Simultaneously, sources reveal that the nation annually imports just shy of a million kilograms of tea. Insiders warn that if the current pace of domestic consumption persists, Bangladesh might need to import more tea in the coming years.
“Local consumption grows by 6-7 per cent annually. If domestic production cannot keep up, we may need to import tea to compensate for supply shortages,” warned Shah Moinuddin Hasan, Chairman of the Tea Traders Association of Bangladesh.
The government has set ambitious export targets for 2025, aiming to quintuple current figures. However, the primary concern for BTB Chairman Major General Md Ashraful Islam remains satisfying domestic demand.
“We aim to push tea production to more than 140 million kg by 2025, thereby augmenting our footprint in both global and local markets,” Islam said. He added that the BTB is working tirelessly to increase exportable surplus after domestic consumption has been met.
Though Bangladesh tea is of superior quality, higher production costs make it pricier than offerings from neighbouring countries.
This price point, combined with a lack of capital, outdated machinery, inadequate infrastructure, scarce resources, and high-interest bank loans, poses significant challenges for the Bangladeshi tea industry. “We need to concentrate on exports to compete globally. Our tea quality is exceptional, and with the right policy support, our exports can rebound,” stated Mahadi Hasan, head of international marketing at Jafflong Tea Company Ltd.
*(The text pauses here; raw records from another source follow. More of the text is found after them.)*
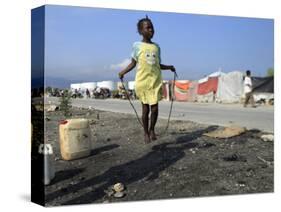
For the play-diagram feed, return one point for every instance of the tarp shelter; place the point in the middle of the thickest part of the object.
(207, 89)
(192, 91)
(263, 88)
(181, 90)
(230, 87)
(263, 84)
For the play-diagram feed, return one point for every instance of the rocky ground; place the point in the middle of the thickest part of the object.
(181, 163)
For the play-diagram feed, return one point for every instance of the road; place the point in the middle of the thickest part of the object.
(261, 118)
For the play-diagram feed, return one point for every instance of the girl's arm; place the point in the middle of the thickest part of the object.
(165, 67)
(127, 69)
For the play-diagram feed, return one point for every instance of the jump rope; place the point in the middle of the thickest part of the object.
(171, 106)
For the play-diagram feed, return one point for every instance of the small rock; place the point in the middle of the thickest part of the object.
(268, 138)
(118, 187)
(119, 195)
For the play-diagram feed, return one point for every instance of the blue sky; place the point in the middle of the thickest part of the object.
(93, 44)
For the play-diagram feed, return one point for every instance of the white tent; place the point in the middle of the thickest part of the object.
(230, 87)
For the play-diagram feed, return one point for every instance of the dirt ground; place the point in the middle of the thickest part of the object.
(181, 163)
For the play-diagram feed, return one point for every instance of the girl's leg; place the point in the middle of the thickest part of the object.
(153, 120)
(145, 113)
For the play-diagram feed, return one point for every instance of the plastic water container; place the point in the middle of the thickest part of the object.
(75, 138)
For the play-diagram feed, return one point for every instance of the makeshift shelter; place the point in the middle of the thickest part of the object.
(207, 89)
(192, 91)
(230, 87)
(263, 88)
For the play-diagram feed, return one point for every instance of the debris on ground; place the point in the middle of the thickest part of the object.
(268, 137)
(227, 132)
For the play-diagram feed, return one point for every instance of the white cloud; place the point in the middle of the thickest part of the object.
(121, 65)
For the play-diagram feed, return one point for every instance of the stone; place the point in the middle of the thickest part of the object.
(268, 138)
(227, 132)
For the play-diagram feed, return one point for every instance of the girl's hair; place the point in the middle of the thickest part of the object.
(140, 22)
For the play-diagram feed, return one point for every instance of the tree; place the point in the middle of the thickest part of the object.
(270, 72)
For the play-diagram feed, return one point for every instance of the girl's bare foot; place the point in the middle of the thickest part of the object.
(153, 135)
(147, 138)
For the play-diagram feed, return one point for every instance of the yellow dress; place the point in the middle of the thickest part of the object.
(148, 80)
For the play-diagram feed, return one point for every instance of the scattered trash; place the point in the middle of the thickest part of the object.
(268, 137)
(119, 194)
(265, 161)
(92, 122)
(206, 145)
(234, 157)
(118, 187)
(227, 132)
(241, 184)
(192, 151)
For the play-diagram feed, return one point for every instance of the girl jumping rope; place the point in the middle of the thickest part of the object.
(148, 80)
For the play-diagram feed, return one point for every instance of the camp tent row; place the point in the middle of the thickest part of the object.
(218, 87)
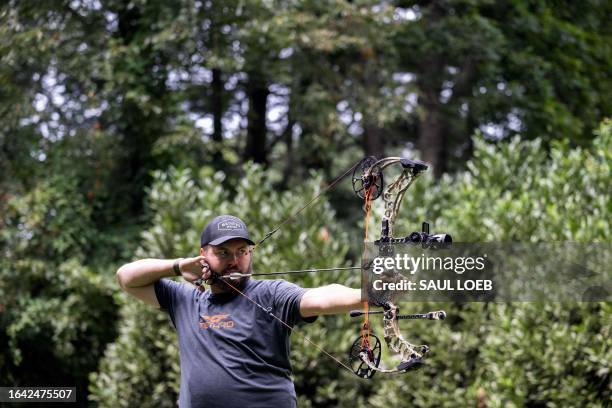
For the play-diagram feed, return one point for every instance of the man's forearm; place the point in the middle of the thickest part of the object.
(144, 272)
(331, 299)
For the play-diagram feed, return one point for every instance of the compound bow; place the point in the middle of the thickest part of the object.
(368, 183)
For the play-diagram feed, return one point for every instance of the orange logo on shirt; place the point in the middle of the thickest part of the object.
(216, 322)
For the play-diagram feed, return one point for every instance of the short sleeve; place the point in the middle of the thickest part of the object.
(167, 292)
(287, 298)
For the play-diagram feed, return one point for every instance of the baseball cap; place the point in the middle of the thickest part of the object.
(223, 228)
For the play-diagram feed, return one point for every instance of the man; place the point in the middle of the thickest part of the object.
(232, 352)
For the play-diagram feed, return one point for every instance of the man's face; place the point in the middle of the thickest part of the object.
(233, 256)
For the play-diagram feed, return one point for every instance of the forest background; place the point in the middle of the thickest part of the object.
(125, 126)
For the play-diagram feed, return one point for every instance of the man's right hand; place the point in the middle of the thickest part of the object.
(195, 268)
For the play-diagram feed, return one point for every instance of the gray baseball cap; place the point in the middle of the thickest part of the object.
(223, 228)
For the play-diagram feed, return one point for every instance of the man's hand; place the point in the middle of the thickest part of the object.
(195, 268)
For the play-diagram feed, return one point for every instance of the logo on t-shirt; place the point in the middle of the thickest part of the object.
(231, 224)
(221, 321)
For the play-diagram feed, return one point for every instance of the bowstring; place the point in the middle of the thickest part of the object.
(289, 327)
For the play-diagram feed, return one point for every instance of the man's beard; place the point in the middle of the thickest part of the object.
(225, 285)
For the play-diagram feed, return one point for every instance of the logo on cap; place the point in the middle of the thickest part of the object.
(230, 225)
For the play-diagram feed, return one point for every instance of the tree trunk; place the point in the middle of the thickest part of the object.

With 167 tea gardens spanning 280,000 acres and employing over 360,000 people, Bangladesh is the world’s ninth-largest tea producer.
The industry’s economic importance is underscored by its annual global production value of over $17 billion and a trade value of approximately $9.5 billion.
As the tea leaves continue to unfurl, industry players and policymakers in the country must adapt to the changing dynamics of supply, demand, and global competitiveness.